Douglas A. McIntyre is the co-founder, chief executive officer and editor in chief of 24/7 Wall St. and 24/7 Tempo. He has held these jobs since 2006.

McIntyre has written thousands of articles for 24/7 Wall St. He is an expert on corporate finance, the automotive industry, media companies and international finance. He has edited articles on national demographics, sports, personal income and travel.

His work has been quoted or mentioned in The New York Times, The Wall Street Journal, Los Angeles Times, The Washington Post, NBC News, Time, The New Yorker, HuffPost USA Today, Business Insider, Yahoo, AOL, MarketWatch, The Atlantic, Bloomberg, New York Post, Chicago Tribune, Forbes, The Guardian and many other major publications. McIntyre has been a guest on CNBC, the BBC and television and radio stations across the country.

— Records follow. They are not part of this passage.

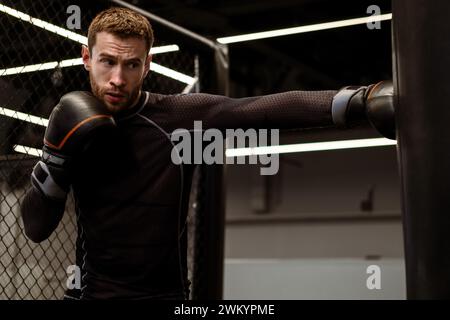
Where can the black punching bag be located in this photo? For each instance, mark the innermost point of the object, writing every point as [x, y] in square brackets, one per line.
[421, 44]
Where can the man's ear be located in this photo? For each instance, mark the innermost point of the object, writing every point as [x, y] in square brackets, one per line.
[85, 55]
[147, 64]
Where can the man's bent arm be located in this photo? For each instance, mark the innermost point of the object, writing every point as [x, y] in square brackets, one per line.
[40, 215]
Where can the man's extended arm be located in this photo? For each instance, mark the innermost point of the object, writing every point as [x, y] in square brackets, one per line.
[287, 110]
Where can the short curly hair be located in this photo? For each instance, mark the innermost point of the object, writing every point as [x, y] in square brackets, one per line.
[123, 23]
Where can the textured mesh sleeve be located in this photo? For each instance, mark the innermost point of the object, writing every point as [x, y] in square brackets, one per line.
[287, 110]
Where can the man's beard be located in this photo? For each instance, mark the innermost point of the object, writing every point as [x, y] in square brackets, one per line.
[129, 100]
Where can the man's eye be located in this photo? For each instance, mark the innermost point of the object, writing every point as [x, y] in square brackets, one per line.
[107, 62]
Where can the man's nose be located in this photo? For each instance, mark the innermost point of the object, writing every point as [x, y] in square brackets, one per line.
[117, 77]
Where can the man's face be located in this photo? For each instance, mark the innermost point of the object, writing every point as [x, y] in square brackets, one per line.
[117, 67]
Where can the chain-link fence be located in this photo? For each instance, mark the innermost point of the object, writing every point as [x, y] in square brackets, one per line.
[39, 62]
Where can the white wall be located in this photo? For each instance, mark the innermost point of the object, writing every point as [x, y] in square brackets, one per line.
[317, 215]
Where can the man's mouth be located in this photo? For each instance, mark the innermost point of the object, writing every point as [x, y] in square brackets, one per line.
[114, 97]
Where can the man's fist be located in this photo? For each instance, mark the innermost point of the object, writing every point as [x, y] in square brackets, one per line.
[75, 121]
[375, 103]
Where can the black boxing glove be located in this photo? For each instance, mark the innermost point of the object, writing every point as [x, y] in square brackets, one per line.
[355, 104]
[74, 122]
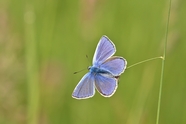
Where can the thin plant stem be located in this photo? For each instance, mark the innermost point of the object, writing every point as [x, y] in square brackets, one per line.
[163, 64]
[159, 57]
[31, 66]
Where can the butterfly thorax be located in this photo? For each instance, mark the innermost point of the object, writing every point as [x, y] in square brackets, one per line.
[96, 70]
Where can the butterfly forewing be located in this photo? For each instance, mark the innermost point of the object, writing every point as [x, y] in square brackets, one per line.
[104, 50]
[115, 65]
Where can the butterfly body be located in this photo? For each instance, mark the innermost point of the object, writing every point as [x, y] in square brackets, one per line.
[103, 74]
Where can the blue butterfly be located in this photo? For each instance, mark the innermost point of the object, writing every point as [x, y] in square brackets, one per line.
[104, 73]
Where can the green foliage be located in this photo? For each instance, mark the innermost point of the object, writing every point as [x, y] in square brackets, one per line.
[43, 42]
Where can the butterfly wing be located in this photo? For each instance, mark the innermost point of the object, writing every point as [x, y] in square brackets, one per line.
[85, 88]
[104, 50]
[106, 86]
[115, 65]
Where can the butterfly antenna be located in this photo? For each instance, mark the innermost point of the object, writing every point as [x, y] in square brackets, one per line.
[79, 71]
[88, 59]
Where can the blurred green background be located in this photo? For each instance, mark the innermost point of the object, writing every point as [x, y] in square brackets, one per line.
[42, 42]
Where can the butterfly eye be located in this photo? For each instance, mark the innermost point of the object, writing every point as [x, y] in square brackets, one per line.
[89, 67]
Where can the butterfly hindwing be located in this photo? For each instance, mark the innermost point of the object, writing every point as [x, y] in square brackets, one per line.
[85, 88]
[106, 86]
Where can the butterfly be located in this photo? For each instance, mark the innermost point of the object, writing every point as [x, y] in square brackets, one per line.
[103, 74]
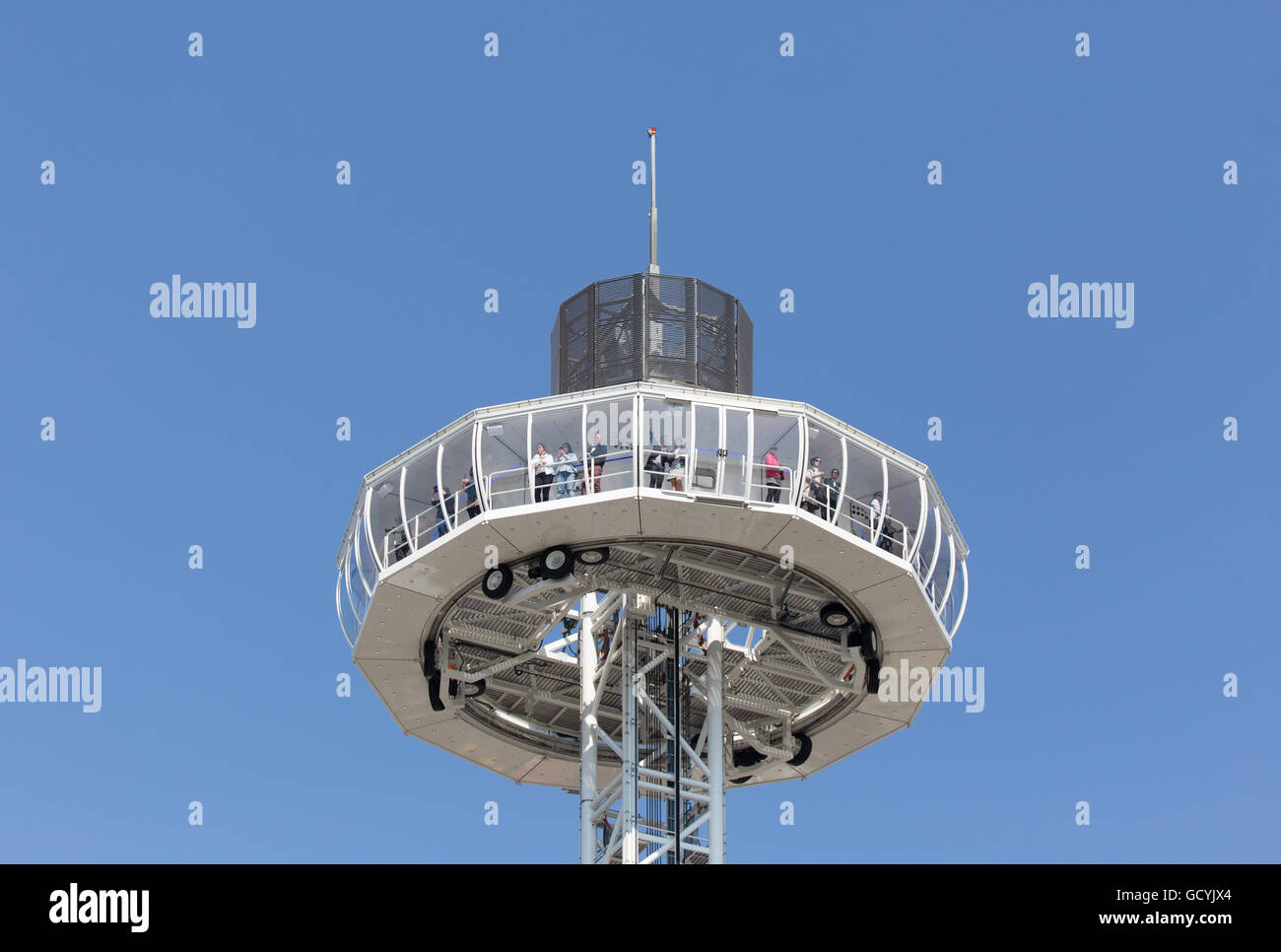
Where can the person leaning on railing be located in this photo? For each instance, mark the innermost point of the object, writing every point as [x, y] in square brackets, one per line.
[567, 461]
[773, 476]
[812, 486]
[545, 472]
[397, 542]
[469, 494]
[654, 465]
[831, 494]
[677, 466]
[438, 502]
[597, 455]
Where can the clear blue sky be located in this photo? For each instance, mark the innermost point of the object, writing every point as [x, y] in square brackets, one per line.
[513, 173]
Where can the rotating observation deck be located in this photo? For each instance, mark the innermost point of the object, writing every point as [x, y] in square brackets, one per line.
[764, 556]
[653, 581]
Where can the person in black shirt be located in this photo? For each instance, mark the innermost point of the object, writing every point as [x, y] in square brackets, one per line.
[597, 452]
[656, 466]
[469, 492]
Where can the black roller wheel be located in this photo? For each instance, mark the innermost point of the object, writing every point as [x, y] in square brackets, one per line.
[469, 690]
[836, 615]
[869, 641]
[434, 677]
[556, 562]
[496, 581]
[806, 748]
[872, 677]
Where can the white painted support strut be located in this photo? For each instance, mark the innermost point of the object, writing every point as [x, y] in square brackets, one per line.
[587, 725]
[715, 742]
[627, 823]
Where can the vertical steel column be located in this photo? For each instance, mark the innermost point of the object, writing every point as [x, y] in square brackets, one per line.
[653, 201]
[631, 746]
[715, 742]
[587, 726]
[673, 666]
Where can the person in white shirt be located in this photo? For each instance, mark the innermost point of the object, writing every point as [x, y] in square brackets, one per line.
[565, 465]
[876, 509]
[545, 469]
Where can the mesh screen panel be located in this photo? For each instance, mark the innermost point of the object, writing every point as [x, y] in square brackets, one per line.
[652, 327]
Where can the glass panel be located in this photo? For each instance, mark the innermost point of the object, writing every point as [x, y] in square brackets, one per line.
[419, 481]
[353, 592]
[367, 571]
[902, 511]
[665, 426]
[610, 446]
[926, 551]
[823, 473]
[704, 457]
[388, 527]
[346, 618]
[862, 479]
[939, 580]
[560, 434]
[460, 502]
[505, 460]
[737, 466]
[777, 456]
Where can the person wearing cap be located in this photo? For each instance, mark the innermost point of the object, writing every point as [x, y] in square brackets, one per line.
[438, 502]
[656, 464]
[773, 476]
[545, 469]
[597, 455]
[812, 486]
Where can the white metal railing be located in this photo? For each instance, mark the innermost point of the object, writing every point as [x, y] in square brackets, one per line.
[760, 489]
[716, 472]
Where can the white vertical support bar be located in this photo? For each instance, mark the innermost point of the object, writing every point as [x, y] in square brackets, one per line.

A magna cum laude graduate of Harvard College, McIntyre also was president of The Harvard Advocate. Founded in 1866, the Advocate is the oldest college publication in the United States.

TheStreet.com, Comps.com and Edgar Online are some of the public companies for which McIntyre served on the board of directors. He was a Vicinity Corporation board member when the company was sold to Microsoft in 2002. He served on the audit committees of some of these companies.

McIntyre has been the CEO of FutureSource, a provider of trading terminals and news to commodities and futures traders. He was president of Switchboard, the online phone directory company. He served as chairman and CEO of On2 Technologies, the video compression company that provided video compression software for Adobe’s Flash. Google bought On2 in 2009.